# Brizo/Delta vs Grohe Shower Components



## Boomer100

We are a medium size comercial Mech and Plbg contactor and we have an Architect buddy of ours that wants us to do the plumbing on his new house.
Unfortunately we do not have a lot of experiance with multi shower head residential showers and need a little advice as to what brand to use.
We went to the local ferguson show room and he selected some Brizo/Delta and Grohe components for three of his 5 showers

My question is as follows:
Are the Brizo/Delta Components a good quality valve and does the finish hold up well? (Oil Rubbed Bronze)
Or should I direct him towards useing Grohe throughout his house.
One thing I need to keep in mind, my plumbers HATE Grohe


----------



## Pipe layer

I would go with Delta myself. Good product and ease of getting parts.


----------



## Aqua

Big Grohe and HansGrohe fan myself
will that Delta valve handle the GPMs that shower needs ……….Grohe will


----------



## 504Plumber

Grohe makes a nice faucet, lifetime warranty is hard to beat. I worked on a grohe from the 60's / 70's and they sent the parts out free of charge. 

They really aren't hard to install, just have to make sure you're getting the right stuff with it and what the architect is putting on the walls is actually what is going on the walls.


----------



## Boomer100

Thanks for the info... Aqua great question, I checked the pressure drop through both valve bodies and the Grohe flows more water with less pressure drop.
Looks like it's going to be Grohe. I certainly do not want any low pressure problems on this project.
Thanks again to all.


----------



## Plumbus

I'm with Aqua and 504. Just one bit of advice, with Grohe and HG, if it's a simple pressure balanced valve, just stick it in like any other. If it's thermostatic with separate volume controls and heads, read the directions. If it's a freekin car wash, read the directions (twice), and if you are still not sure, call tech support, they're fluent in English.


----------



## love2surf927

Grohe is an excellent choice for multi-head installations and their quality is above average in my opinion. Why do your guys hate Grohe? If they appreciate quality installations they should get used to fixtures like that. Just my two cents


----------



## UN1TED-WE-PLUMB

Brizo is absolute crap.

At that price point buy a real Grohe product (not from box store)


----------



## Tommy plumber

*Boomer 100:*









*Hello! Introduction Requested* 
An intro is requested from all new members. In case you missed it, here is the link. http://www.plumbingzone.com/f3/. 

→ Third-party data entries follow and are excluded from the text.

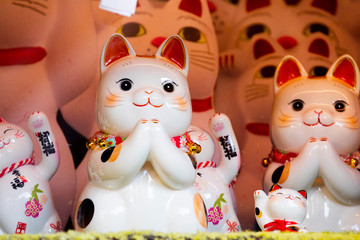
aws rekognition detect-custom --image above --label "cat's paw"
[254,190,266,199]
[209,113,232,136]
[28,111,50,132]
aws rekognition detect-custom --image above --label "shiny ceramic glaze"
[190,114,241,232]
[75,34,207,233]
[0,112,62,234]
[264,55,360,231]
[254,185,307,232]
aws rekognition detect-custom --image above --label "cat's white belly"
[304,183,360,232]
[76,163,205,233]
[0,165,61,234]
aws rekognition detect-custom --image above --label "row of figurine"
[0,33,360,234]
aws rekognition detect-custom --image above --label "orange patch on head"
[193,193,207,228]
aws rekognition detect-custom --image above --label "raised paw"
[28,111,50,132]
[209,113,232,136]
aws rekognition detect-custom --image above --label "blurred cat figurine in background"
[263,55,360,231]
[0,112,62,234]
[75,34,207,233]
[254,184,307,232]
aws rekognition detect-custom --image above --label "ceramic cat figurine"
[212,0,360,229]
[0,0,99,224]
[75,34,207,233]
[193,114,241,232]
[0,112,62,234]
[254,184,307,232]
[264,55,360,231]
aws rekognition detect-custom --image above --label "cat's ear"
[298,190,307,199]
[274,55,307,93]
[100,33,135,73]
[269,183,282,192]
[326,55,360,95]
[156,35,189,76]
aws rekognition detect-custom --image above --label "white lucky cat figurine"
[0,112,62,234]
[263,55,360,231]
[254,184,307,232]
[189,113,241,232]
[75,34,207,233]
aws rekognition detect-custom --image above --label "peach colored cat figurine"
[0,0,98,224]
[263,55,360,232]
[0,112,62,234]
[254,184,307,232]
[75,34,207,233]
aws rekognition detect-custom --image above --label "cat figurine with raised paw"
[263,55,360,232]
[254,184,308,232]
[0,112,62,234]
[75,33,207,233]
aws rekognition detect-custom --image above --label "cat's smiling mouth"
[133,98,164,108]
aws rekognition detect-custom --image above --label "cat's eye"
[309,66,328,77]
[303,23,334,37]
[116,22,146,37]
[334,100,347,112]
[256,66,276,78]
[116,78,134,91]
[163,82,175,93]
[4,128,13,134]
[290,99,304,111]
[178,27,207,43]
[240,24,270,41]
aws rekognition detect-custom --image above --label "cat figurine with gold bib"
[75,33,207,233]
[264,55,360,232]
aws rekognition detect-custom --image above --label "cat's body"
[189,114,241,232]
[212,0,360,229]
[254,185,307,232]
[264,55,360,231]
[75,34,207,233]
[0,112,62,234]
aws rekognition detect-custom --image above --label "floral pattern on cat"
[208,193,226,225]
[25,184,45,218]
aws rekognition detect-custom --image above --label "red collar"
[264,219,298,232]
[269,147,298,164]
[0,158,34,178]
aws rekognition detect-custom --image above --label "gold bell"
[86,137,96,150]
[346,158,359,168]
[188,142,201,154]
[262,158,271,167]
[98,139,107,149]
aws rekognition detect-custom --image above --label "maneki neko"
[0,0,98,224]
[0,112,63,234]
[212,0,360,229]
[75,33,240,233]
[263,55,360,232]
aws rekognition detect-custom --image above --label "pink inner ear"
[179,0,202,17]
[333,58,355,87]
[276,59,301,86]
[299,190,307,198]
[104,36,130,67]
[270,183,282,192]
[161,37,185,69]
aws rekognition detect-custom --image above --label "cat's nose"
[151,37,166,48]
[277,36,297,49]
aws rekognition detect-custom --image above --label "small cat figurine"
[189,113,241,233]
[263,55,360,231]
[75,33,207,233]
[254,184,307,232]
[0,112,62,234]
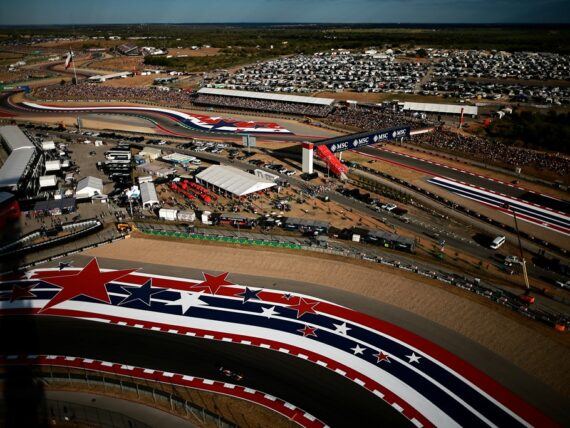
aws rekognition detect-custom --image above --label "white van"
[491,236,506,250]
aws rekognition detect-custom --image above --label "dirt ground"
[86,237,570,397]
[168,48,220,56]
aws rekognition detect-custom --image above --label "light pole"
[505,204,530,294]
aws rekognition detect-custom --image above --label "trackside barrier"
[0,236,125,275]
[140,229,309,250]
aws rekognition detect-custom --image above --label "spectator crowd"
[412,128,570,177]
[194,94,333,117]
[34,82,192,106]
[323,105,429,131]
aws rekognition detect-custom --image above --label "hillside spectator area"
[412,128,570,177]
[194,88,335,117]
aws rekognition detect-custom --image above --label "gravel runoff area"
[85,234,570,397]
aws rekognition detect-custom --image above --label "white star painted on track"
[333,322,352,336]
[406,352,421,364]
[166,290,208,314]
[350,343,366,355]
[261,306,279,318]
[24,270,35,279]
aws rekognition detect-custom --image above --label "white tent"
[140,181,160,208]
[40,175,57,189]
[46,160,61,172]
[75,176,103,199]
[404,101,477,116]
[42,141,55,151]
[196,165,275,196]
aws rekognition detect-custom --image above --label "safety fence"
[137,224,570,331]
[140,229,304,250]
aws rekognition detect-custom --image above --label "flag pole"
[71,51,77,85]
[69,45,77,85]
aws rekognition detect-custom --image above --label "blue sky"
[0,0,570,25]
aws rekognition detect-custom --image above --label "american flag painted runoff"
[0,259,554,427]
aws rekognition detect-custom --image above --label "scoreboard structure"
[303,126,410,174]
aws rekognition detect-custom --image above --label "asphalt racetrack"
[0,94,570,217]
[0,256,568,427]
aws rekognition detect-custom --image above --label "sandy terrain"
[86,238,570,397]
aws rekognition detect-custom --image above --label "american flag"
[0,259,553,427]
[22,102,293,135]
[65,49,73,70]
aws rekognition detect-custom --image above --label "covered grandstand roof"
[162,153,196,164]
[0,125,36,152]
[196,165,275,196]
[0,125,36,189]
[0,148,36,188]
[404,101,477,115]
[75,175,103,198]
[198,88,335,106]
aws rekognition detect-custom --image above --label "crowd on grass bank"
[194,94,333,117]
[412,128,570,177]
[324,106,429,131]
[34,82,192,106]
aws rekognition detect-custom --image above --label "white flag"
[65,49,73,70]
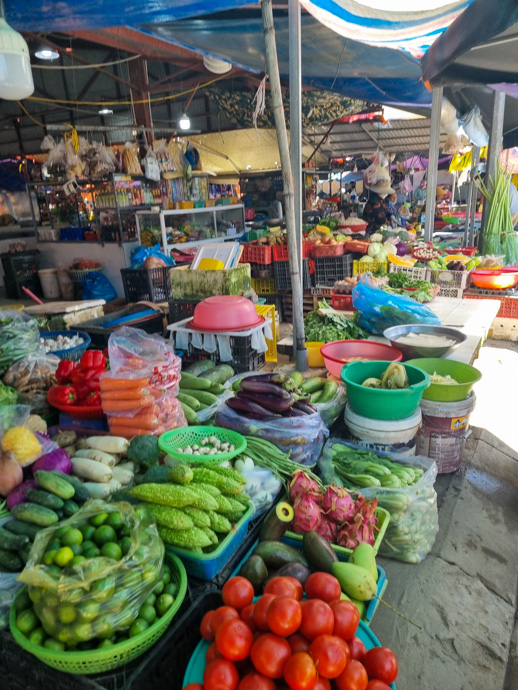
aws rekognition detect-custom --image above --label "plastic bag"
[20,500,164,646]
[216,402,329,467]
[318,438,439,563]
[81,271,117,302]
[0,309,40,376]
[352,276,441,335]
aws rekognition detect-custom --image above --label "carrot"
[101,376,149,391]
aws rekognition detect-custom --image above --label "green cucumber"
[182,359,216,376]
[34,470,75,501]
[11,500,59,527]
[25,489,63,510]
[0,527,29,551]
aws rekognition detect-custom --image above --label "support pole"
[484,91,505,251]
[261,0,308,371]
[424,86,442,242]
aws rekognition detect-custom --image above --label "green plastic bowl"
[407,358,482,402]
[340,360,430,419]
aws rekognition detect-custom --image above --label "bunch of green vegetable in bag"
[304,300,369,343]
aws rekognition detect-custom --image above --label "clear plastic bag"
[318,438,439,563]
[352,276,441,335]
[216,402,329,467]
[19,500,164,647]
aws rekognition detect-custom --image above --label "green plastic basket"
[9,552,187,675]
[158,426,246,465]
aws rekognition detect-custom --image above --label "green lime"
[106,513,124,529]
[94,525,117,547]
[88,513,108,527]
[101,544,122,561]
[61,527,84,546]
[77,600,101,623]
[43,637,65,652]
[155,594,174,616]
[79,525,95,541]
[129,618,149,637]
[58,604,77,624]
[41,549,57,565]
[16,609,39,635]
[54,546,74,568]
[138,604,156,625]
[120,537,133,556]
[29,628,47,646]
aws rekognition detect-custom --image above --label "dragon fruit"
[322,484,356,525]
[315,515,338,544]
[289,470,322,505]
[292,494,322,534]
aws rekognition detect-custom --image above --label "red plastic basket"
[47,388,104,419]
[272,242,313,261]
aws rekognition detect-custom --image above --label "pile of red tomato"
[184,573,398,690]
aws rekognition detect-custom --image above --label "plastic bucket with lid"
[418,393,476,473]
[38,268,61,299]
[344,404,421,455]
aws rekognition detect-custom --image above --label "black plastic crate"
[273,259,311,290]
[169,299,200,323]
[315,254,353,287]
[2,249,43,299]
[121,266,171,304]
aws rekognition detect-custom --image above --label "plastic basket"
[166,504,254,580]
[158,426,246,465]
[9,552,187,674]
[121,266,171,303]
[40,331,91,362]
[282,506,390,561]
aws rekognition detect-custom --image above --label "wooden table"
[277,297,500,364]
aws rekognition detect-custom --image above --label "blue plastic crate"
[166,504,254,581]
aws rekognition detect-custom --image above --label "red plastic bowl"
[320,340,403,376]
[189,295,264,333]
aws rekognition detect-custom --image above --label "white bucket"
[344,404,421,455]
[38,268,61,299]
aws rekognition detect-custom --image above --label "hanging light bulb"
[0,0,34,101]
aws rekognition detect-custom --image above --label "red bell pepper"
[54,386,77,405]
[85,391,101,407]
[79,350,106,371]
[56,359,77,385]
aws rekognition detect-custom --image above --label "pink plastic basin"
[320,340,403,376]
[189,295,264,333]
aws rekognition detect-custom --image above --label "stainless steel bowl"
[383,324,467,359]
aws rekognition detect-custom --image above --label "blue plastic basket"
[40,331,92,362]
[166,504,254,580]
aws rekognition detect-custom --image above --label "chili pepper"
[86,391,101,407]
[79,350,106,371]
[54,386,77,405]
[56,359,77,384]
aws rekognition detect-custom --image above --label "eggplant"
[241,376,291,400]
[227,398,280,421]
[236,391,294,414]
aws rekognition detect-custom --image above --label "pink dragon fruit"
[315,515,338,544]
[292,494,322,534]
[288,470,322,505]
[322,484,356,525]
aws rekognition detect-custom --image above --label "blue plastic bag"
[81,271,117,302]
[352,276,441,335]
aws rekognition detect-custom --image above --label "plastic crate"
[315,254,353,286]
[121,266,171,304]
[252,278,277,295]
[240,242,272,265]
[1,249,43,299]
[273,258,311,290]
[168,299,200,323]
[272,242,313,261]
[166,504,254,580]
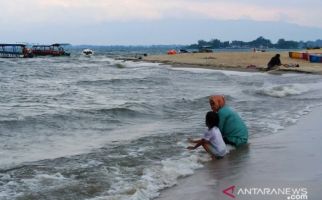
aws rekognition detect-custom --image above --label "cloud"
[0,0,322,27]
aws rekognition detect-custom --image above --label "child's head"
[206,111,219,129]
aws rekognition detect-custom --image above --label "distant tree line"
[188,36,322,49]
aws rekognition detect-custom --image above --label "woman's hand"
[187,146,196,150]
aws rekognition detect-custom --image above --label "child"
[187,111,227,159]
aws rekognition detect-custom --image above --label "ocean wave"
[256,84,310,98]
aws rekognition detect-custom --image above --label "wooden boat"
[82,49,94,56]
[288,51,309,60]
[31,44,70,56]
[309,54,322,63]
[0,44,33,58]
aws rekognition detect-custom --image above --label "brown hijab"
[209,95,225,112]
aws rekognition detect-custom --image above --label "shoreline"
[156,106,322,200]
[140,51,322,75]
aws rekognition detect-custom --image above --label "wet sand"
[157,107,322,200]
[143,50,322,74]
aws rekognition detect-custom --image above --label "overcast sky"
[0,0,322,45]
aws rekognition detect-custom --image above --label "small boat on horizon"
[82,49,94,56]
[31,43,70,56]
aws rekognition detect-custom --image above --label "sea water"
[0,54,322,200]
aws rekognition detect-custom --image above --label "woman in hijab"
[209,95,248,147]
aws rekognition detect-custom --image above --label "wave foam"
[256,84,310,98]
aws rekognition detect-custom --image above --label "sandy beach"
[158,107,322,200]
[143,50,322,74]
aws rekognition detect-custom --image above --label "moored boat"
[309,54,322,63]
[0,44,33,58]
[32,43,70,56]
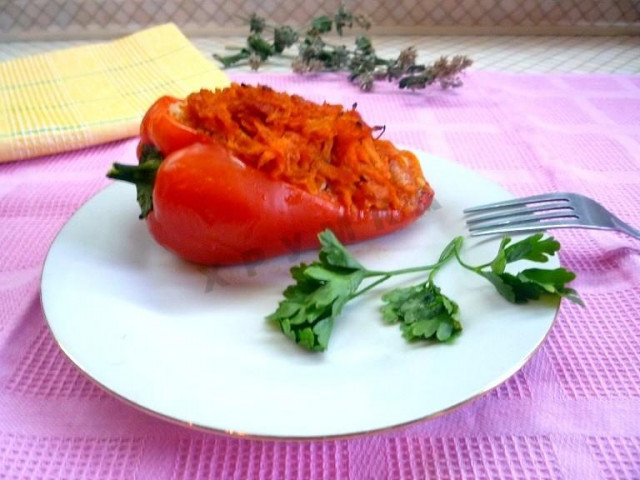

The PZ is for Plumbing Professionals ( those engaged in the plumbing profession) 

Post an intro and tell our members where you are from, yrs in the trade, and your area(s) of expertise in the plumbing field. 

This info helps members who are waiting to welcome you to the best plumbing site there is. 

We look forward to your valuable input.


----------



## phishfood

Who told rj he could take a vacation, lol?


----------



## rjbphd

phishfood said:


> Who told rj he could take a vacation, lol?


Lol..wasn t hungry...


----------



## Aqua

even if you have to use 1/2" copper and have more than 2 shower heads, go with the 3/4" valve, you'll get better water flow

find your local Grohe rep if you have any questions


----------